Übertragen Geimpfte das Virus weniger als Ungeimpfte? Ja, wenn sich Geimpfte oder Genesene anstecken, übertragen sie nach aktuellem Wissensstand das Virus seltener. Dieser schützende Effekt ist allerdings unter der Delta-Variante weniger stark ausgeprägt als unter der zuvor in der Schweiz dominanten Alpha-Variante. Zudem lässt der Immunschutz mit der Zeit nach der Impfung nach. Wie schnell und wie stark ist Gegenstand der Forschung.
Wenn sich Geimpfte oder Genesene anstecken, übertragen sie nach aktuellem Wissensstand das Virus seltener.
Sind Ct-Werte (wie viel Virusmaterial jemand in Nase und Rachen hat) ein guter Indikator, um zu messen, wie ansteckend geimpfte Personen sind? Bei geimpften Personen ist es wahrscheinlich, dass man anhand der Ct-Werte das Infektionsrisiko überschätzt. Geimpfte haben zwar vielleicht viel Virusmaterial in Nase und Rachen, aber wie infektiös dieses wirklich ist, lässt sich daraus noch nicht ableiten, weil es durch Antikörper neutralisiert sein kann.

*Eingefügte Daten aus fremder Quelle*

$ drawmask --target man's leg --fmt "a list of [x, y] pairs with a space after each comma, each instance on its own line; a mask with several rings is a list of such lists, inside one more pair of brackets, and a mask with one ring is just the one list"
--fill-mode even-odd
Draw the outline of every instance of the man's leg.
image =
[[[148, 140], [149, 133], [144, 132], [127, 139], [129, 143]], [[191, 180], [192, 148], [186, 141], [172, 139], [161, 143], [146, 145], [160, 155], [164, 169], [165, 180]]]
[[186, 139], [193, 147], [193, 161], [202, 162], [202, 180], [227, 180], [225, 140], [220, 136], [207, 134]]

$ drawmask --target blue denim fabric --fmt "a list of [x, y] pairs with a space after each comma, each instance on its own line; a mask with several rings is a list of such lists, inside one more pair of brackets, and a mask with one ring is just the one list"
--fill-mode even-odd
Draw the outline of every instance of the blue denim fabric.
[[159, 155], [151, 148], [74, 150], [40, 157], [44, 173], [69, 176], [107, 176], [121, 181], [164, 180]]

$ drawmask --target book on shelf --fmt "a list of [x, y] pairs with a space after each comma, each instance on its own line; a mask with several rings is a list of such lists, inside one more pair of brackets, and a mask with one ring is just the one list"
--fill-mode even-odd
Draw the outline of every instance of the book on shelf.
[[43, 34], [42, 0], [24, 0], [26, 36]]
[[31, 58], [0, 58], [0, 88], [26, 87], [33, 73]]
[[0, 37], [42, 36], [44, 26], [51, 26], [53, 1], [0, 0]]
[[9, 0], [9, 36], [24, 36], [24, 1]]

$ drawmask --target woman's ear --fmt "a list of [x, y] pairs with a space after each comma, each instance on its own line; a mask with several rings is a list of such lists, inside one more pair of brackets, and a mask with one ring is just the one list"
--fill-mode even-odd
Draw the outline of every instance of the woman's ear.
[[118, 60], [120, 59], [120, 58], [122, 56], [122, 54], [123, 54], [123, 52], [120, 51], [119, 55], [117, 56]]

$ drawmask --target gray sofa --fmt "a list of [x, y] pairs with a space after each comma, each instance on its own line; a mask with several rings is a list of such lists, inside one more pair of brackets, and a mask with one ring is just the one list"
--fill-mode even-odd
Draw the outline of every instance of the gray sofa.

Wie hoch muss die Impfquote in der Schweiz sein, damit das Gesundheitssystem nicht mehr gefährdet ist und man alle Corona-Massnahmen aufheben kann? Das BAG hat am 1.10. dazu Schätzungen veröffentlicht: Demnach wäre bei den über 65-Jährigen eine Impfrate von 90 bis 95 Prozent nötig, um die Massnahmen aufzuheben. Stand 1.10. waren 88.5 Prozent dieser Altersgruppe mindestens einfach geimpft. Bei den 18-65-Jährigen wäre nach diesen Schätzungen eine Impfrate von rund 80 Prozent nötig. Stand 1.10. waren 71 Prozent dieser Altersgruppe mindestens einfach geimpft.
Es ist allerdings nicht ohne Fallstricke, einen genauen Wert anzugeben: Die Immunität nimmt ab, je länger eine Impfung zurückliegt, und neue, ansteckendere Varianten können das Bild verändern. Interessant sind die Erfahrungen, die andere Länder machen: In Grossbritannien haben rund 79 Prozent aller Menschen über 12 Jahren zwei Impfdosen bekommen, die Corona-Massnahmen sind weitgehend aufgehoben, die Fallzahlen steigen dort seit einigen Wochen deutlich, die Zahl der Hospitalisierungen nimmt auch zu, aber sehr langsam. In Dänemark liegt die Impfquote der über 12-Jährigen bei 85 Prozent, auch hier wurden die Massnahmen aufgehoben, und die Fallzahlen steigen, allerdings langsamer und auf niedrigerem Niveau als in Grossbritannien.